A new study published in The Lancet has dashed hopes that a class of drugs used to treat diabetes – the glitazones – may reduce fat wasting associated with antiretroviral therapy. Nevertheless, this drug class may have some utility in improving insulin sensitivity and reducing fatty liver among HIV-infected people on treatment.
One hundred and eight HIV-positive people with lipoatrophy who were taking combination antiretroviral therapy were randomised to rosiglitazone 4mg twice daily or placebo. Conducted by an Australian team led by Dr Andrew Carr, the study was powered to detect as little as a half kilogram difference in limb fat between the groups.
After 48 weeks of treatment, rosiglitazone had no significant impact on subcutaneous fat mass, as measured by dual-energy X-ray absorptiometry (DEXA) and computed tomography (CT) scan. Limb fat increased by 0·14kg and 0·18kg in the rosiglitazone and placebo groups, respectively. Moreover, rosiglitazone had no significant impact on any other measure of lipodystrophy.
Carr and colleagues found that rosiglitazone cannot be recommended as a therapy for HIV-associated lipoatrophy. In an accompanying commentary, Drs Graeme Moyle and Jussi Sutinen concur with this assessment.
“The remaining management options,” Moyle and Sutinen state, “are to switch from thymidine-nucleoside analogues, an approach that yielded modest and slowly accrued benefit in three randomised studies but is not available to everyone, and to resort to surgical correction of obvious morphological manifestations.”
The non-existent impact of rosiglitazone on lipoatrophy seems at odds with the boost in levels of adiponectin – a cellular messenger involved in fat cell maturation and function. Rosiglitazone is also known to enhance the activity of a cell receptor called PPAR-gamma which is also involved in fat cell differentiation.
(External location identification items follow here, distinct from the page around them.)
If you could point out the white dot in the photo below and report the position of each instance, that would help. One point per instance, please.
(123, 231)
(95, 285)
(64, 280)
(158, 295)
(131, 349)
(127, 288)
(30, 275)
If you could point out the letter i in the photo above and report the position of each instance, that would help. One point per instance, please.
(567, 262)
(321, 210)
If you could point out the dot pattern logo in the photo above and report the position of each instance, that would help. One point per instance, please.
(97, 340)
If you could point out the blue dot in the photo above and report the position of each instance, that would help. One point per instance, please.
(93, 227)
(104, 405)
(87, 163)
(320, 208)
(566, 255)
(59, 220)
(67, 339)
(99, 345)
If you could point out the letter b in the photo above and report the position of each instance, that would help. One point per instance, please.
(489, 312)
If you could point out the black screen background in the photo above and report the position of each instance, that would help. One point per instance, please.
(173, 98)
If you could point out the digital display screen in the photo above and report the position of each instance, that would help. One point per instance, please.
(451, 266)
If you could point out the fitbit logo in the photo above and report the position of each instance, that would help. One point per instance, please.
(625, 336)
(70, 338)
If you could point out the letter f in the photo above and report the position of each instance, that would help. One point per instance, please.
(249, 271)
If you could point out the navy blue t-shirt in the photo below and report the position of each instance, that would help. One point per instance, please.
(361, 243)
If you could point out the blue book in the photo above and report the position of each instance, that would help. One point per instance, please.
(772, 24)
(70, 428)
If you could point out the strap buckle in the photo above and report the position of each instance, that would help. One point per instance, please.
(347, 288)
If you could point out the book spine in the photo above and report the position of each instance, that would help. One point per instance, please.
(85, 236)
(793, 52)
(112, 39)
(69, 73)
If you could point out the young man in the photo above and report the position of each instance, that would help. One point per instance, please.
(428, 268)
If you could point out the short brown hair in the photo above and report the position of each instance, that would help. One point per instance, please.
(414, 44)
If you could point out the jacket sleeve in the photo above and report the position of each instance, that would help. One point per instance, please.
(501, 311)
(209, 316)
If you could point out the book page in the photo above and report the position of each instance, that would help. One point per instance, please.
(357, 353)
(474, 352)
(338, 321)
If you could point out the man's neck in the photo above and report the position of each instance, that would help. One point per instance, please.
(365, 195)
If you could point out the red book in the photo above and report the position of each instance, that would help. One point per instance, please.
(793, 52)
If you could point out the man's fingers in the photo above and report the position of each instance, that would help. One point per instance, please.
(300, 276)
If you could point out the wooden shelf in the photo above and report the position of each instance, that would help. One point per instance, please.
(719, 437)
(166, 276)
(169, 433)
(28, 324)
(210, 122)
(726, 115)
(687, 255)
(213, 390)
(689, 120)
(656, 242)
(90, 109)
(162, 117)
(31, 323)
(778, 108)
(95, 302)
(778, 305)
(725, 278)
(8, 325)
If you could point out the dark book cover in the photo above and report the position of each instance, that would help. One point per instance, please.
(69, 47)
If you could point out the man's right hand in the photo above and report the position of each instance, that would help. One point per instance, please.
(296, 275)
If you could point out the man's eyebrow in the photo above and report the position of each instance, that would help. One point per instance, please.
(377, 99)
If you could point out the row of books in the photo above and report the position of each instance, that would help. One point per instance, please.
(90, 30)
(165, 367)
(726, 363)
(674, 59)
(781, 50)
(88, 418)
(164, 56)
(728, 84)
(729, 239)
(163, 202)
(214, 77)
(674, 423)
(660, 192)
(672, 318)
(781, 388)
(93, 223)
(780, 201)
The researchers do not understand exactly why these effects failed to translate into an increase in fat cells in people with HIV-associated lipoatrophy. Possibilities include that therapy may destroy new fat cells, too few PPAR-gamma receptors may exist as targets for rosiglitazone, or that lipoatrophy may not be the result of interference with PPAR-gamma after all.
Background therapy had no impact on response to rosiglitazone, although there was some suggestion that ongoing use of AZT or d4T was associated with a poorer response to rosiglitazone. Comparing the presence or absence of AZT or d4T among people taking rosiglitazone, there was a significant difference in fat gain at week 24 (no AZT or d4T +0.48 kg versus AZT or d4T -0·06 kg; p=0·05) but this difference was not maintained at week 48. The authors dismiss this finding as either an error or a short-term effect with no clinical relevance.
On a positive note, rosiglitazone did improve insulin sensitivity and liver function. But in HIV-positive people, in contrast to the effect in HIV-negative diabetics, the ability of the liver to make and secrete more triglycerides has not translated into increased fat storage within fat cells.
Unfortunately, the most common side-effects seen among those taking rosiglitazone were elevated triglycerides (mean increase 0·9 mmol/l at week 48; p=0·04) and elevated cholesterol (1·5 mmol/l; p=0·001).
The findings of Carr and colleagues support the results of a smaller study by Finnish researchers presented in 2002.
Two glitazones have been given marketing approval in Europe for the treatment of diabetes: Avandia or rosiglitazone and Actos or pioglitazone.
Carr A et al. No effect of rosiglitazone for treatment of HIV-1 lipoatrophy: randomised, double-blind, placebo-controlled trial. Lancet 363 (9407): 429-438, 2004.
Moyle G and Sutinen J. Managing HIV lipoatrophy - commentary. Lancet 363 (9407): 2004.
Sutinen J et al. Rosiglitazone in the treatment of HAART-associated lipodystrophy (HAL): a randomized, double-blind, placebo-controlled study. Ninth Conference on Retroviruses and Opportunistic Infections, Seattle, abstract LB13, 2002.